I believe government, regardless of scope, is there to protect our freedom to create the kind of communities we want, voluntarily, as free individuals. It shouldn't be used as a tool to force others to adhere to our vision of the ideal community.
Your earlier post suggested that you would favor the federal government being given authority to prevent states and local communities from making these kinds of deals. You could be right. But I still haven't seen a good argument for why the federal government should be given that authority.
It would be approximately the same argument for giving federal government the right to ban slavery, or Jim Crow laws, or any other violation of basic civil liberties.
Again it all comes down to what we mean by liberty and whether we believe liberty is the freedom to be wrong as well as right.

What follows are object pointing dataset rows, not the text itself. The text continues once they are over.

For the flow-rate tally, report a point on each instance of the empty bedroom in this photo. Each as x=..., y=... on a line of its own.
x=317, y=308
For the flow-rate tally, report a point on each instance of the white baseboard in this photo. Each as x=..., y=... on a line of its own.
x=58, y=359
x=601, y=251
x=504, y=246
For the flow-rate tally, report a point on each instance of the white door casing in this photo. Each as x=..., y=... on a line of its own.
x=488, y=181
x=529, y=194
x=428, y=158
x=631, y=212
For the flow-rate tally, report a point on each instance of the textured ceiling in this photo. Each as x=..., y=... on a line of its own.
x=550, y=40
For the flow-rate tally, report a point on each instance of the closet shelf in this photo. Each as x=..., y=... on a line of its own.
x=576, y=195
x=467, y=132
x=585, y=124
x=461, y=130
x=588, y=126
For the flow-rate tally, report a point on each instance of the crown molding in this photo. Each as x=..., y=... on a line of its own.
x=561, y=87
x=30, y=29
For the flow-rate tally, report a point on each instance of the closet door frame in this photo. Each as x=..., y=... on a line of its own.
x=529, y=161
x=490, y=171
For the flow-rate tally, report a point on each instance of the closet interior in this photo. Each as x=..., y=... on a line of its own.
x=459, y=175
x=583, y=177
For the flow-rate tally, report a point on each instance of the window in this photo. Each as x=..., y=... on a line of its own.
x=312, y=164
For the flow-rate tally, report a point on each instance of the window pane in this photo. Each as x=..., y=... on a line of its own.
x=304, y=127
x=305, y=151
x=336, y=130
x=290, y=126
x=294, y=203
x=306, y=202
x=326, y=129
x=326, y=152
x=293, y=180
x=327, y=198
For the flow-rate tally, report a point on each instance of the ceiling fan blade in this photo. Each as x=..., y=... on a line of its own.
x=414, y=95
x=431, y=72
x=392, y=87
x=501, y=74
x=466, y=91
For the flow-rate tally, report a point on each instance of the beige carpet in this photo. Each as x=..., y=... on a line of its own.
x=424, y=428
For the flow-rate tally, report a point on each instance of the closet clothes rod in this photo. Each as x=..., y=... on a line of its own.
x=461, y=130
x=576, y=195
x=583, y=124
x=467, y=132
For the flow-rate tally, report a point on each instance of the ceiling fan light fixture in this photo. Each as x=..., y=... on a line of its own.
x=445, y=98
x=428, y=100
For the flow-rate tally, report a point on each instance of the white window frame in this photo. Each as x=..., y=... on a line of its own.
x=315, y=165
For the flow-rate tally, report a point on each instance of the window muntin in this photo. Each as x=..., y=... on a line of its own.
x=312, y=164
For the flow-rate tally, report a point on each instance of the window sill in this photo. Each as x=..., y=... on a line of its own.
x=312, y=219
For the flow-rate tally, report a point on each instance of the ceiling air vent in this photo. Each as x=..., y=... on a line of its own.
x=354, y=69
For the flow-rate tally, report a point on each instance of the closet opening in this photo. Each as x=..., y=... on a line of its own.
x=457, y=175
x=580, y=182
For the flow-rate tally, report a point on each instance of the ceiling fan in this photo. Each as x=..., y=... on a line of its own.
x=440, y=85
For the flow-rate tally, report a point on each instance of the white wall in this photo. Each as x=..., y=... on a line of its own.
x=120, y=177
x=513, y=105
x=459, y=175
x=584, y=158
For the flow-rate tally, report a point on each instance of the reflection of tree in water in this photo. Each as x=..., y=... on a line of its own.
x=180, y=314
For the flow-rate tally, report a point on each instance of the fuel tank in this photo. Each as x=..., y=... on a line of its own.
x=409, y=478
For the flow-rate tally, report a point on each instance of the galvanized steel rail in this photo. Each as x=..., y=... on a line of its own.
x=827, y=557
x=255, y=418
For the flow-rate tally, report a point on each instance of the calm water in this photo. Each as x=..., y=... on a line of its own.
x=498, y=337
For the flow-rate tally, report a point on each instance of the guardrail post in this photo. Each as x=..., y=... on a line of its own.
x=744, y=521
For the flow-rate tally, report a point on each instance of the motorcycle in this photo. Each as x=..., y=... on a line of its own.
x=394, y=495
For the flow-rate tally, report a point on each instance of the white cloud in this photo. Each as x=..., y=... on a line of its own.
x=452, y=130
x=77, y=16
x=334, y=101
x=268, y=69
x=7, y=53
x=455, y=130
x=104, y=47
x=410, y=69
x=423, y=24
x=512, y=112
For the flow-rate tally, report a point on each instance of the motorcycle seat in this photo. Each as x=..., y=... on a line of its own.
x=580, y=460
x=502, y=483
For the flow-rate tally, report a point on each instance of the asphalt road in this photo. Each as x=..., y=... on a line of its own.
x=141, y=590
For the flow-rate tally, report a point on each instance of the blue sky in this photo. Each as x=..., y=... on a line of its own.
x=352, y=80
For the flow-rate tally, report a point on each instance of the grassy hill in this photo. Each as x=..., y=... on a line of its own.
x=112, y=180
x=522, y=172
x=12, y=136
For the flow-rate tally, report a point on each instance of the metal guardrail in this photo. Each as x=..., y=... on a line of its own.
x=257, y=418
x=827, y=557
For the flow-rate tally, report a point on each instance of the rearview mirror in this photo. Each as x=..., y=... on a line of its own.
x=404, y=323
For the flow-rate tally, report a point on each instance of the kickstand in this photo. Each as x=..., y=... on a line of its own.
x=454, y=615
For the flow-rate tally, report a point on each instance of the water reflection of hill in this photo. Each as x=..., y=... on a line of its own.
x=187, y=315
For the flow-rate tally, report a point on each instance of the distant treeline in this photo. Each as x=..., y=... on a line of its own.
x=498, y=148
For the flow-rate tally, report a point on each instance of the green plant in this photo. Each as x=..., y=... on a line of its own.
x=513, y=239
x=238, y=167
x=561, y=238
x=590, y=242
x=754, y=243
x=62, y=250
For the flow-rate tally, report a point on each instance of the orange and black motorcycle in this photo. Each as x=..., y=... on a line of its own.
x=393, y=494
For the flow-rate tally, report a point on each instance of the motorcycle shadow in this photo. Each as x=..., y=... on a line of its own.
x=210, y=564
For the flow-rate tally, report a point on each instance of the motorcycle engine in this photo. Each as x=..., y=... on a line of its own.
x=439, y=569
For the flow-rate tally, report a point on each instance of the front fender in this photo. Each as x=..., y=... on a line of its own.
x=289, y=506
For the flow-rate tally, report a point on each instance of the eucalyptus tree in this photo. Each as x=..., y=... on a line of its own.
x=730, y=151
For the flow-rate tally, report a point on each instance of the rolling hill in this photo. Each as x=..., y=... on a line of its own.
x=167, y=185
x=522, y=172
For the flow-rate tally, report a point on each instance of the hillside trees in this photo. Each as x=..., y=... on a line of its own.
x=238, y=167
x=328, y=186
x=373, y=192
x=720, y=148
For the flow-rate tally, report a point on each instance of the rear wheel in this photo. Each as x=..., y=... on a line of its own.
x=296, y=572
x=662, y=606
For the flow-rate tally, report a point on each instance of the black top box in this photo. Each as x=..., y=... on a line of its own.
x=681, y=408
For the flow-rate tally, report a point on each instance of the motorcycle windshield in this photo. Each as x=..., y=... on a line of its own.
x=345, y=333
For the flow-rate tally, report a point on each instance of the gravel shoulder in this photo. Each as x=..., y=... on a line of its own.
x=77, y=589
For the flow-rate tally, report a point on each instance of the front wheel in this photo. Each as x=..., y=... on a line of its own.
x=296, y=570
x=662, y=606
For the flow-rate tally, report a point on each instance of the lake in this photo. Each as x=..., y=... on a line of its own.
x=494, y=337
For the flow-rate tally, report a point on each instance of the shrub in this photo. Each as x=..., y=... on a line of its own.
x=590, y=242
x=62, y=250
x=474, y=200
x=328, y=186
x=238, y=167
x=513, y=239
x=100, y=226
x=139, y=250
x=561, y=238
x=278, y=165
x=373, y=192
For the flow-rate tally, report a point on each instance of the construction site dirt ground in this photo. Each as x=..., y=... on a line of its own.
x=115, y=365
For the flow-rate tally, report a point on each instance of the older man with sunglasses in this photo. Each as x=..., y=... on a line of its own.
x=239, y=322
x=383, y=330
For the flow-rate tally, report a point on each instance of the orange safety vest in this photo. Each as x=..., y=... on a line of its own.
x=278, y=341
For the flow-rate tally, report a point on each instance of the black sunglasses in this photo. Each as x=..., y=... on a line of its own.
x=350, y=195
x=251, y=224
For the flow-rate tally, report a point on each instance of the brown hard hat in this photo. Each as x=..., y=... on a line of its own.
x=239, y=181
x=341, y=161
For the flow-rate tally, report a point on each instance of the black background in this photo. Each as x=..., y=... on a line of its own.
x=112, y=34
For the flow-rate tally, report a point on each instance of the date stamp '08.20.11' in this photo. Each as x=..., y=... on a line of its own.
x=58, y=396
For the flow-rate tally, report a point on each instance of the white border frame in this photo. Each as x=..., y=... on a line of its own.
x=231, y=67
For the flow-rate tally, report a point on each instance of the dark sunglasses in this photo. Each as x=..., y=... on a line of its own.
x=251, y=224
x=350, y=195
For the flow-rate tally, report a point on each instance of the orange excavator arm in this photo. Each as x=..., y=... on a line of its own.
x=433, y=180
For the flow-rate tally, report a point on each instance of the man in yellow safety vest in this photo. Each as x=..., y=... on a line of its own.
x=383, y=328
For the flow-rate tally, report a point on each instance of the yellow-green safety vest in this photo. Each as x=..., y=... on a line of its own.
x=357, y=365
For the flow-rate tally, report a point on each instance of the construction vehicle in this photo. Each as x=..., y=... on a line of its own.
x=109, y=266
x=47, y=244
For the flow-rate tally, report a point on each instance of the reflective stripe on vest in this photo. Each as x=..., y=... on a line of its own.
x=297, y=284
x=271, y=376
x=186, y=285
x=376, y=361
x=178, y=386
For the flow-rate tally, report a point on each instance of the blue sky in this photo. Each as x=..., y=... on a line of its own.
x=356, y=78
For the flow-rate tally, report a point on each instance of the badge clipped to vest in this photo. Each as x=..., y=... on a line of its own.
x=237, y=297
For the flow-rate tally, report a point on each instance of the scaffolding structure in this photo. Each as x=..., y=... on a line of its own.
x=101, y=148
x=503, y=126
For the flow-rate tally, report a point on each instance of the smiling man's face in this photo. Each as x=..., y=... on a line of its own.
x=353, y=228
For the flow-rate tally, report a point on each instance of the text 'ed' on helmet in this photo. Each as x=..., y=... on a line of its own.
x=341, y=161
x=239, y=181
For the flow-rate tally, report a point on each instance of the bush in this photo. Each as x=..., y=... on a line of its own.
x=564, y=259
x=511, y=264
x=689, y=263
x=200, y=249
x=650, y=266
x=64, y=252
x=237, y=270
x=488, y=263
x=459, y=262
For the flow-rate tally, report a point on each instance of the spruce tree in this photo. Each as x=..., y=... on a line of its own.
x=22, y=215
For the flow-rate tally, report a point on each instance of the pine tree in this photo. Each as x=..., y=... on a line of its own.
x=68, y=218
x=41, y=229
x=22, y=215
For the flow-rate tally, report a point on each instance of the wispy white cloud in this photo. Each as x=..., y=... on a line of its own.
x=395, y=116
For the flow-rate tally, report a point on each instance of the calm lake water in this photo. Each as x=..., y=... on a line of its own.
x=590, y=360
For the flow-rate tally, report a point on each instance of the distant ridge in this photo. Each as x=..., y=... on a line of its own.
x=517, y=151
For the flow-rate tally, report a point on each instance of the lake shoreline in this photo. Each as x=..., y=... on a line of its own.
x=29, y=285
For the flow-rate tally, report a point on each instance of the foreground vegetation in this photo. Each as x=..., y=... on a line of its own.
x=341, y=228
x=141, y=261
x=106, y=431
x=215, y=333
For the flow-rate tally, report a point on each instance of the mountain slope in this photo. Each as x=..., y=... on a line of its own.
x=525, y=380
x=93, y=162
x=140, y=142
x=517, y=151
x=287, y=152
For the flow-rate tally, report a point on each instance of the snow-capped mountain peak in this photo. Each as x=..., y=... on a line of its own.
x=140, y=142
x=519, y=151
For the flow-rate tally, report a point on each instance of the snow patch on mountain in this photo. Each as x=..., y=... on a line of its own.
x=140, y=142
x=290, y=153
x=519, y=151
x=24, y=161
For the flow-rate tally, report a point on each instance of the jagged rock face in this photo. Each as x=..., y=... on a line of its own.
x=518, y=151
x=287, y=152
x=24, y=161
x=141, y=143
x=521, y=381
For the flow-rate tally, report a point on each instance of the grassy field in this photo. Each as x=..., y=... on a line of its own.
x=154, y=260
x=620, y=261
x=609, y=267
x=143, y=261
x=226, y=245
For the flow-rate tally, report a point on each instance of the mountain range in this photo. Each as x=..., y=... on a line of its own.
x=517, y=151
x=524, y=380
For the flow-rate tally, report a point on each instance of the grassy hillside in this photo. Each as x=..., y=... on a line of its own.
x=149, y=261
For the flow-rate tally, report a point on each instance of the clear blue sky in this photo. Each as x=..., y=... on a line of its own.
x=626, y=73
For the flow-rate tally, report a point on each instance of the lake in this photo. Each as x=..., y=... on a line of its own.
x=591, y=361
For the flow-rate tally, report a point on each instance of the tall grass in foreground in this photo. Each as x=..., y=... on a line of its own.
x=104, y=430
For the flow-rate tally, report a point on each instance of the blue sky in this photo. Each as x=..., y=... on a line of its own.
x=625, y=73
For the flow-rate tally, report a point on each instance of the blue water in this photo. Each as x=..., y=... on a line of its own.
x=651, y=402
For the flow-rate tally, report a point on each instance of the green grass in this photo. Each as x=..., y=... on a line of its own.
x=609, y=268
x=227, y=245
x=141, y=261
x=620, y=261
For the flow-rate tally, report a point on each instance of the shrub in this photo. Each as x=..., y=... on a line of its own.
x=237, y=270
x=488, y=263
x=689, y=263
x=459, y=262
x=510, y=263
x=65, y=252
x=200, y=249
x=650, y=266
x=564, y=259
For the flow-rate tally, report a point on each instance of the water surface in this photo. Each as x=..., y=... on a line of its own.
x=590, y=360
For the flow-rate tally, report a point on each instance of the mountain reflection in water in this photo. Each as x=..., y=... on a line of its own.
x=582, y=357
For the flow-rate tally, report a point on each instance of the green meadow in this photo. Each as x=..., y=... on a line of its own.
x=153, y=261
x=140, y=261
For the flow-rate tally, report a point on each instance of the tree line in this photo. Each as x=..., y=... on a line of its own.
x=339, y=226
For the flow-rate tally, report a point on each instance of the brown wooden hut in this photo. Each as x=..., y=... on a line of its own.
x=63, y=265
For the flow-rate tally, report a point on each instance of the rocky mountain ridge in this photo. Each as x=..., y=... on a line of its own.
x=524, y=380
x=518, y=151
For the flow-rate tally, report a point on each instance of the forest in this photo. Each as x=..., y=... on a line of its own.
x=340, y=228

Remember that the federal government not only condoned but encouraged and practiced Jim Crow laws until Harry Truman desegregated the military and then gradually the barriers began coming down. The Supreme Court gave clear consent to the Jim Crow laws in Plessy v Ferguson. Even Abraham Lincoln himself, who was instrumental in abolishing slavery, almost certainly more to save the union than for the benefit of the slaves, believed in segregation as the proper order of things and is on record that he saw the white race as the superior race.
But now fast forward 150 or even 50 years and you find a different American culture with much different perspectives on issues of race and a much different culture than existed in either Lincoln's time or Truman's time. There is no way that more than a teensy minority of Americans anywhere would now agree to restoraton of any form of Jim Crow laws or anything close to that
In a new or improved U.S. Constitution, the federal government should certainly be prohibited from applying any form of favoritism to any person, entity, group, or demographics in its laws, regulation, tax code, or application or enforcement.
But I have a problem with the federal government imposing the same rules on the states. That should be left up to the people in each state to do.
Liberty requires the ability to make wrong choices as well as good ones.
(I personally would not likely choose to live in a state that practiced favoritism to anybody.)